Look, I enjoy art, but I prefer the type you can hang on your wall. If you get tired of it, you can take it down and put something else up. With tattoos, if you get tired of them...you're stuck with them. I know there is laser removal surgery, but that costs lots of money and can cause scarring and other problems. A small tattoo here and there, that wouldn't be much problem, but trying to remove the all-over tattoos...it's better not to get them in the first place. I can think of many, many things I would rather spend my money on.
People behave as if they were actors in their own reality show. --Panacea If you're gonna be one of the people who say it's time to make America great again, stop being one of the reasons America isn't great right now. --Jester
I can think of many, many things I would rather spend my money on.
And I rather suspect they feel similarly to the things you'd spend your money on.
Faith is about what you do. It's about aspiring to be better and nobler and kinder than you are. It's about making sacrifices for the good of others. - Dresden
This quote from reddit user dko seems fitting here...

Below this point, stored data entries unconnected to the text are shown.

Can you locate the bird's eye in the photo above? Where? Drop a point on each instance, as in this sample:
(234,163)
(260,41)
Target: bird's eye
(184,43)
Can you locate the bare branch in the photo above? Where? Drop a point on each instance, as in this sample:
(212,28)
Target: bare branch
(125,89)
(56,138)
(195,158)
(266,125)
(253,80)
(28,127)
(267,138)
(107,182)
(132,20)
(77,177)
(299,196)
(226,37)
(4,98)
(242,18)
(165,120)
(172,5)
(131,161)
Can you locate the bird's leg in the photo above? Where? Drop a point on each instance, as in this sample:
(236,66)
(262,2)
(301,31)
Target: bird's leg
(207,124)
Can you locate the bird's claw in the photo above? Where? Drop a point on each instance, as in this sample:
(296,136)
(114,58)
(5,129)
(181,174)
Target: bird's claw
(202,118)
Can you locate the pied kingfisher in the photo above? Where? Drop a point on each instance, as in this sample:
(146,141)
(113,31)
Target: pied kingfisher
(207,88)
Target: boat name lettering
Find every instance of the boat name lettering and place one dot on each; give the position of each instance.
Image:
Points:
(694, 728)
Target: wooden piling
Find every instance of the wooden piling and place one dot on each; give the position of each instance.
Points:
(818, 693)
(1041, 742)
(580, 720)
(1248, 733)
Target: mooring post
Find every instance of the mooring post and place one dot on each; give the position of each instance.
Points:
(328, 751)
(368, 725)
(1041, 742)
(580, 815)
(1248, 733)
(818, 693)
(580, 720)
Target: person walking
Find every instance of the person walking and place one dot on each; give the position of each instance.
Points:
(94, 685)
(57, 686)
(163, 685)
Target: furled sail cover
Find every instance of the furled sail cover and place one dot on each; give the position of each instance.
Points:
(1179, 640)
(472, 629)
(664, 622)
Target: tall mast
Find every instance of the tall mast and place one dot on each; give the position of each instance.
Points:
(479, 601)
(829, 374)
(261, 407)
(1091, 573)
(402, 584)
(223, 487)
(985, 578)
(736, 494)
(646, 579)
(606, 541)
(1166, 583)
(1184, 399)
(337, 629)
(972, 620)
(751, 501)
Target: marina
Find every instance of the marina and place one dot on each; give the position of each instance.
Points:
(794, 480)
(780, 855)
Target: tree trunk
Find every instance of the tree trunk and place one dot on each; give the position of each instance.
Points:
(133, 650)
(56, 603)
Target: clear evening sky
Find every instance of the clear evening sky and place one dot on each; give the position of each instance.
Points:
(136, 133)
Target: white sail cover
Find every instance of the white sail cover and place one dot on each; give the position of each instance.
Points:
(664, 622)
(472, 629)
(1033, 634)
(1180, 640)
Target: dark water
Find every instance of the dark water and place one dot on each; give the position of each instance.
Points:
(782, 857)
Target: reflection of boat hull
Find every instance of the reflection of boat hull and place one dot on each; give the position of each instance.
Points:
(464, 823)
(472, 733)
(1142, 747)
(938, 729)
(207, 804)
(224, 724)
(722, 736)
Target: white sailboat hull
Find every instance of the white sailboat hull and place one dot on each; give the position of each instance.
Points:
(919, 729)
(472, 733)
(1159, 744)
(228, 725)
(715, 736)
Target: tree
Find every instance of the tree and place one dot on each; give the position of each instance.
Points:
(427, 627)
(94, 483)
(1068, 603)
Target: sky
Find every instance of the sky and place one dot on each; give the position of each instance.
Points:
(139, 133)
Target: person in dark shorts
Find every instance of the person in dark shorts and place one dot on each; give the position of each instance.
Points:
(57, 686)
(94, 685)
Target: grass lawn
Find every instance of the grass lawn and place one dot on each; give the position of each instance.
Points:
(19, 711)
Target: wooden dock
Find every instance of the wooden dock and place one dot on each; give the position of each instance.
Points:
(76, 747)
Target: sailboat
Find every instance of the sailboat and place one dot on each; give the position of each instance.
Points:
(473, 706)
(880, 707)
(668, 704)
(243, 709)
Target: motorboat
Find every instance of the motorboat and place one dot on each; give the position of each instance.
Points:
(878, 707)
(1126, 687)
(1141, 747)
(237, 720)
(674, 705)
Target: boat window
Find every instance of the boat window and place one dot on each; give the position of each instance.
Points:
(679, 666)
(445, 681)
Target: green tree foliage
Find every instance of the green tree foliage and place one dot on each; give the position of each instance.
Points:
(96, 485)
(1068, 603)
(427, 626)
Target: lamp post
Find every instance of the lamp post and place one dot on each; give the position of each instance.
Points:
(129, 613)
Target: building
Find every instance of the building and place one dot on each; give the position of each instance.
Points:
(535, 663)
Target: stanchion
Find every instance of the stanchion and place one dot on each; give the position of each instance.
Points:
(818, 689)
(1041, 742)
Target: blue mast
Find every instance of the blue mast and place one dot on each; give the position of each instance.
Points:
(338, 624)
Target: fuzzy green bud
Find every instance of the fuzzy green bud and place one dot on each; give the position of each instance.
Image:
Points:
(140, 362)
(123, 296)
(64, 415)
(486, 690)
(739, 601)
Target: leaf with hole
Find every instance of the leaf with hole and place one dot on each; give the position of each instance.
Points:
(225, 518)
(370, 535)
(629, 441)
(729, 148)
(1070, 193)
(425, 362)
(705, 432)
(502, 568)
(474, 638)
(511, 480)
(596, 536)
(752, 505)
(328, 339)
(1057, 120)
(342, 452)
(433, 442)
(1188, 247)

i can't find it now, but maybe a decade ago i read something on everything2 about tattoos that has stuck with me and may be less relevant today with how much more acceptable they are now. it was a short story about a man who worked as a paleontologist or archeologist and was leading a tour group through a museum as part of his summer job.
he had a large and prominent tattoo in a visible place, probably an arm or leg, and it was exposed. not anything obscene or even particularly challenging. a person in the tour group, a middle aged woman, if memory serves, was persistently very snippy and dismissive of his lecture and when he finally confronted her about it in front of the group, she said she couldn't take him seriously because he was tattooed.
he replied "this isn't an ordinary tattoo, you see." while slightly tilting the tattooed extremity, almost as if he expected it to beam a glint of light back at the viewer if cambered just right, "this tattoo is magic." he said with a twinge of mysticism in his voice.
"if i hold it just right, it exposes the prejudice and ugliness of small and petty people."
that always stuck with me and i often think of tattoos as an interesting social filter. i think the venn diagram of "people who wouldn't interact with someone because they have a tattoo" and "people i would like to talk to and perhaps know" has absolutely no overlap. if someone is so close minded and, frankly, shitty, as to rule out interacting with someone because they made a decision you would not, a decision whose consequences you absolutely do not have to face, i probably don't want to know them.
don't let the dregs get you down. their esteem is worthless anyway.
Obviously, if the tattoo is inflammatory and prominently displayed (pictures of genitals or messages of hate), it's a different story, but the mere act of getting a tattoo no longer means what it did even fifteen years ago. People who cannot update their thinking about a piece of body art that is becoming increasingly common are allowed to have their opinions, but holding on to that prejudice will make it harder and harder to deal with people in the real world.
The business world is slow to change. Visible tattoos are still pretty much completely verboten for any corporate position that involves management or customer service. IT is one of the few departments where it isn't seen as an automatic strike against you.
Faith is about what you do. It's about aspiring to be better and nobler and kinder than you are. It's about making sacrifices for the good of others. - Dresden
The list of girlfriends names looks fake, none of the crossed-out names have aged significantly. They're all as sharp and dark as the one at the bottom so they must have all been done around the same time, if they were really done at all.
It reminded me of the UK Giff Gaff mobile phone banner advert that had all the UK phone companies crossed out on someone's arm.